26. Maggio 1821.
[1092,1]
1092
Alla pagina 894.
marg. Riferite pure agli stessi principii il danno, le stragi, la
miseria, l'impotenza p. e. dell'italia ne' bassi tempi,
di quell'italia ch'era per altro animata di sì vivo, sì
attivo, e spesso sì eroico amor di patria. Ma di patria oscura, debole, piccola,
cioè le repubblichette, e le città, e le terre nelle quali era divisa allora la
nazione, formando tante nazioni, tutte, com'è naturale, nemiche scambievoli.
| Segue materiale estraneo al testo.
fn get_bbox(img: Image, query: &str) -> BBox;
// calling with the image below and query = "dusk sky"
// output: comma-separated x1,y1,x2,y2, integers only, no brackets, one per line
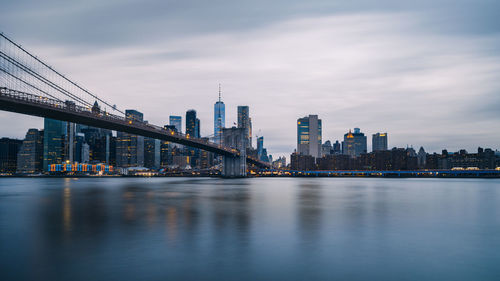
0,0,500,158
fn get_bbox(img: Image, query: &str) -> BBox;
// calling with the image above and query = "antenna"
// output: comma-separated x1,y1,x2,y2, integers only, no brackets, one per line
219,83,221,101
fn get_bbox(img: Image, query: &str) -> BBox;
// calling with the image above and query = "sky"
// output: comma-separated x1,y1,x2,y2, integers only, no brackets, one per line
0,0,500,158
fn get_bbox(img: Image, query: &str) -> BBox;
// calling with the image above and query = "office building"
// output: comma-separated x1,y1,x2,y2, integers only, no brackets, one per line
185,109,200,167
0,138,23,173
43,118,67,171
238,105,252,147
297,115,321,158
214,85,226,144
116,109,144,168
372,133,387,151
169,115,182,134
144,138,161,169
17,129,43,174
342,128,367,157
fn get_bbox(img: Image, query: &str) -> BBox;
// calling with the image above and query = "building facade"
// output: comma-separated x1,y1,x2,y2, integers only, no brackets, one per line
0,138,23,173
168,115,182,133
297,115,321,158
17,129,43,174
238,105,252,147
372,133,387,151
342,128,367,157
214,86,226,144
116,109,144,168
43,118,67,172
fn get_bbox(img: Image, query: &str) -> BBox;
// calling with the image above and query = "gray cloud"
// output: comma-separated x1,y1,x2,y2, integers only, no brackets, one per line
0,1,500,156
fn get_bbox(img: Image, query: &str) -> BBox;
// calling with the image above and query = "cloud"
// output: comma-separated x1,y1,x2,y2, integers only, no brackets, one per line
0,12,500,156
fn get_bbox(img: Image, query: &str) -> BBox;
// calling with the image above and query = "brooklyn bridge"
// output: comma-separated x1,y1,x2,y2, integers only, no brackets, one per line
0,34,270,177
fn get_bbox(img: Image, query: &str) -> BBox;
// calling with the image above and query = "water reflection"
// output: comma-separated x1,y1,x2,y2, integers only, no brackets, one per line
0,178,500,280
297,180,323,243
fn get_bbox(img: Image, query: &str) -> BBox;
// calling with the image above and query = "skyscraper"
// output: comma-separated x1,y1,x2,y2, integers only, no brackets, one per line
0,138,23,173
214,84,226,144
238,105,252,147
186,109,197,138
116,109,144,167
17,129,43,174
342,128,367,157
297,115,321,158
43,118,67,171
372,133,387,151
257,137,264,159
169,115,182,133
186,109,200,167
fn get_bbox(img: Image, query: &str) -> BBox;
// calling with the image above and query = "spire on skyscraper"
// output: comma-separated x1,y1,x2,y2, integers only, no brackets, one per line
219,83,221,101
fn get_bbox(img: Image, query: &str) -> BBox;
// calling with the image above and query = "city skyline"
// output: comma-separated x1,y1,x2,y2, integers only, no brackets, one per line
0,1,500,156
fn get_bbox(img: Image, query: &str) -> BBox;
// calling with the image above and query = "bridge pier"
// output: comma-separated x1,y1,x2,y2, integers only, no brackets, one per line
222,127,247,178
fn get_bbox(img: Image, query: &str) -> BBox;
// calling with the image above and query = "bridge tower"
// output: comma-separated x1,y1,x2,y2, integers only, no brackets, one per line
222,127,247,178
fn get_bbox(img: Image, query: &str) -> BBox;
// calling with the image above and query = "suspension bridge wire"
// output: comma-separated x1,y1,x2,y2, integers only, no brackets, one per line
0,51,92,106
0,33,125,115
0,68,63,102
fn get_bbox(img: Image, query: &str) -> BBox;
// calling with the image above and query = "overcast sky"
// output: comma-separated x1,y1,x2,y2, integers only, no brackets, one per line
0,0,500,157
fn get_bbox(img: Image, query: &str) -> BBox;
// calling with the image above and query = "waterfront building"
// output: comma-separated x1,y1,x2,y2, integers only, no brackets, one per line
116,109,144,168
290,152,316,171
321,140,333,157
214,84,226,144
43,118,67,171
185,109,200,167
144,138,161,169
238,105,252,147
332,140,342,154
342,128,367,157
297,115,321,158
186,109,198,138
169,115,182,134
0,138,23,173
272,156,286,169
17,129,43,174
417,147,427,169
372,133,387,151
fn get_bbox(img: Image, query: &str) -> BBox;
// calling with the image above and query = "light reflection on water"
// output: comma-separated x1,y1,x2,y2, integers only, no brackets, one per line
0,178,500,280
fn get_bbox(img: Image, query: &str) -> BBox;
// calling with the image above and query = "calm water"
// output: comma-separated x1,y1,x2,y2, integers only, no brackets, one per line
0,178,500,280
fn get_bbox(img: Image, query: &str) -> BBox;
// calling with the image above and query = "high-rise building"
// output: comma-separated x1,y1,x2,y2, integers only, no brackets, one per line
43,118,67,171
186,109,200,167
238,105,252,147
297,115,321,158
0,138,23,173
372,133,387,151
257,137,264,159
321,140,332,157
17,129,43,174
169,115,182,133
342,128,367,157
186,109,197,138
214,84,226,144
144,138,160,169
332,140,342,154
116,109,144,167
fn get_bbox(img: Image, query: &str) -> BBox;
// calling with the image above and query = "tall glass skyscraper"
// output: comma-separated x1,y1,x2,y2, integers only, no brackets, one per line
169,115,182,133
342,128,367,158
238,105,252,147
186,109,200,138
372,133,387,151
297,115,321,158
116,109,144,168
214,85,226,144
43,118,67,171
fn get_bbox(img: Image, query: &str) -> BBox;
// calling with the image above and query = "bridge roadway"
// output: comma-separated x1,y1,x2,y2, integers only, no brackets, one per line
0,87,270,168
261,169,500,177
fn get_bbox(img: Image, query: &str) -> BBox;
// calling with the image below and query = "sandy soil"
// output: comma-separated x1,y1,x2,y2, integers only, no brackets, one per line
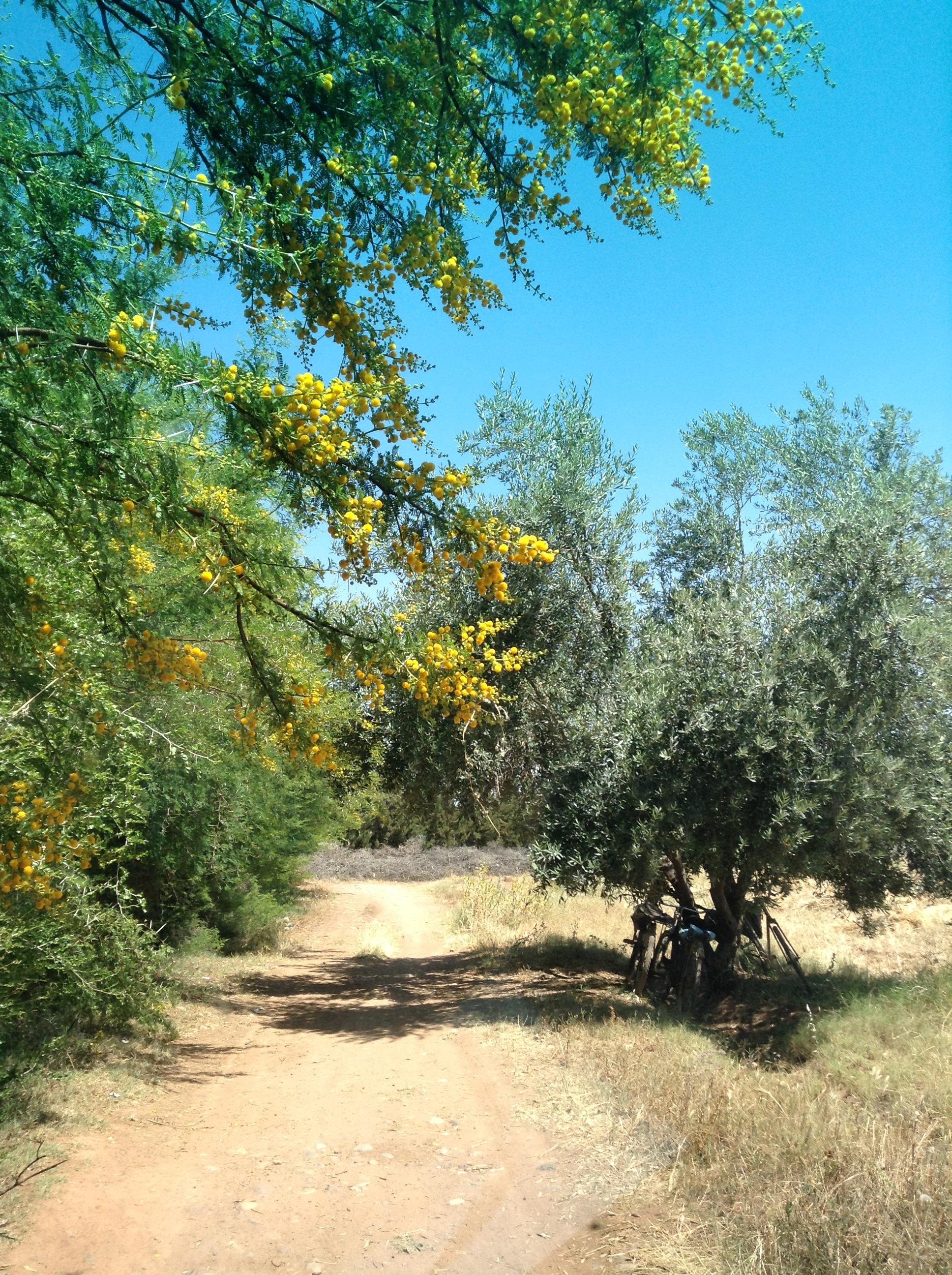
9,881,619,1275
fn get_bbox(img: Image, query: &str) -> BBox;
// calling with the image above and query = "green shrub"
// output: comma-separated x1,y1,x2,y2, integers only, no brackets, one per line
0,896,162,1056
215,881,288,952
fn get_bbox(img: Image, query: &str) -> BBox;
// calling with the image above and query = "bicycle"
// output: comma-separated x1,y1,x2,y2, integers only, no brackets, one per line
625,900,812,1008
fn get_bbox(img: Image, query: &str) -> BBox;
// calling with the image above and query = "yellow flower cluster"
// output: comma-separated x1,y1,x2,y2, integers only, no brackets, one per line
125,629,208,690
270,718,338,770
456,517,558,602
103,310,158,364
39,621,69,668
327,496,384,580
400,620,533,727
231,686,338,771
522,0,803,224
166,75,189,111
0,771,95,911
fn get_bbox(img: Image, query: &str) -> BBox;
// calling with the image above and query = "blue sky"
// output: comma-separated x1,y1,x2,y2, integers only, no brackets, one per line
408,0,952,505
7,0,952,506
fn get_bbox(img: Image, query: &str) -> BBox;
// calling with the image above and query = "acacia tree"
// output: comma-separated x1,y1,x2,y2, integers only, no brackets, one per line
375,381,644,844
0,0,813,904
536,388,952,968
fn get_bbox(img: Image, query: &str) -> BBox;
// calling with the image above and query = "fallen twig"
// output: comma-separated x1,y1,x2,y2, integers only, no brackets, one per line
0,1142,66,1196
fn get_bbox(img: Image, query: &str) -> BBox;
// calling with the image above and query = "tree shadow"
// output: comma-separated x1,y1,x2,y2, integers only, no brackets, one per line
697,965,913,1066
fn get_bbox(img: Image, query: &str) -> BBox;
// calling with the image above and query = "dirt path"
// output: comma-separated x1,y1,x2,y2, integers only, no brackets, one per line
2,881,612,1275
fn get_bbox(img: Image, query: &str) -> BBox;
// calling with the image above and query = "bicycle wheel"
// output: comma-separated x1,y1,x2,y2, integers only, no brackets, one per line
632,923,657,996
677,940,704,1011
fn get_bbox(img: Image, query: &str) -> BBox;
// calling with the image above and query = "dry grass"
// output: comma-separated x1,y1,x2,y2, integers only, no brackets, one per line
454,882,952,1275
308,836,529,881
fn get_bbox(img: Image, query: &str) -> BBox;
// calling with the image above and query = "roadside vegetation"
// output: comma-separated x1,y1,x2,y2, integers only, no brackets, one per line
0,0,952,1275
448,875,952,1275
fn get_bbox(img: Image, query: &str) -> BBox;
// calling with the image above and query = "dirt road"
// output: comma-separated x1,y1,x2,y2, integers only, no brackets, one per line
2,881,614,1275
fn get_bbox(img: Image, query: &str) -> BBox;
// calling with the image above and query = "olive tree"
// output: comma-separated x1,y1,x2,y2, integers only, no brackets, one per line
536,386,952,965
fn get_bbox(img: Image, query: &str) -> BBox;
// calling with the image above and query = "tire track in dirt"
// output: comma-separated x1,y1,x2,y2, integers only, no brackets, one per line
4,881,619,1275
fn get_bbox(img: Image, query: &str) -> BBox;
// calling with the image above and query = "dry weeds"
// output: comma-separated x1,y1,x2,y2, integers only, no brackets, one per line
453,880,952,1275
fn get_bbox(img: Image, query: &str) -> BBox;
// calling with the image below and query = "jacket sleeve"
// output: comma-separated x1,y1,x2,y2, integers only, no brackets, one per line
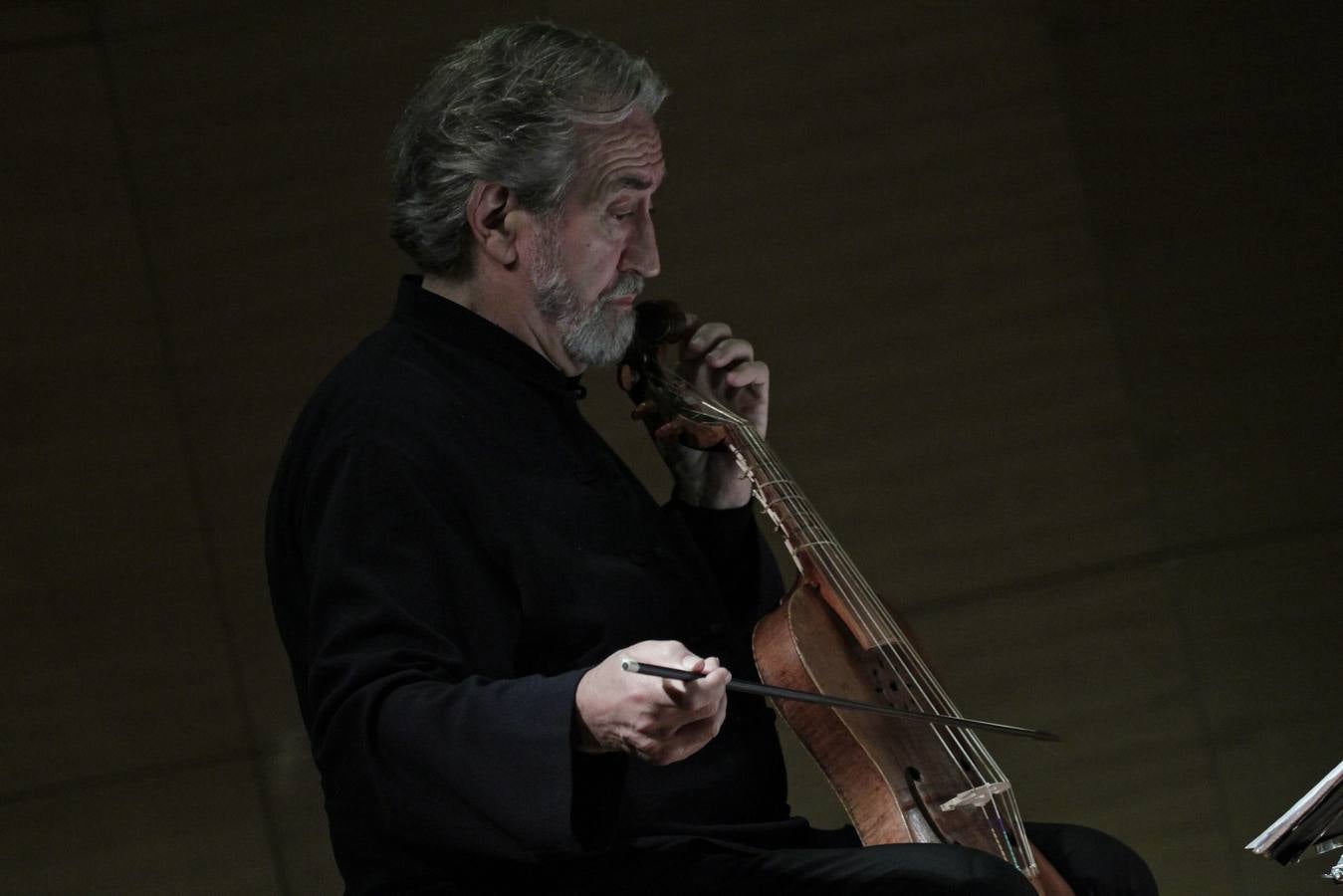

Dal
che nasceva l'oscurità, la debolezza, la piccolezza delle virtù patrie, e il
poco splendore dello stesso eroismo esistente. Riferite agli stessi principii,
{cioè alla soverchia divisione e piccolezza, e alla
conseguente moltiplicità delle nimicizie,} il famosissimo danno, e
l'estrema miseria del sistema feudale. Riferitevi parimente il danno
riconosciuto da tutti i savi {oggidì} nel soverchio
amore delle patrie private, cioè delle città, ovvero anche delle provincie
natali. Danno pur troppo ed evidente e gravissimo oggi in
italia, per naturale conseguenza della sua divisione
non solo statistica o territoriale, (come ogni regno ec.) ma politica. Ed è
osservabile che l'amor patrio (intendo delle patrie private) regna oggi in
italia tanto più fortemente e radicatamente, quanto è
maggiore o l'ignoranza, o il poco commercio, o la piccolezza di ciascuna città,
o terra, o provincia (come la Toscana); insomma in
proporzione
1093 del rispettivo grado di civiltà e di
coltura. E in alcune delle più piccole città d'italia
l'amor patrio, e l'odio de' forestieri è veramente accanito. E così
proporzionatamente in Toscana, paese pur troppo rimaso
indietro nella coltura artificiale, non si sa come. E lo stesso dico
degl'individui più ignoranti ec. (26. Maggio 1821.).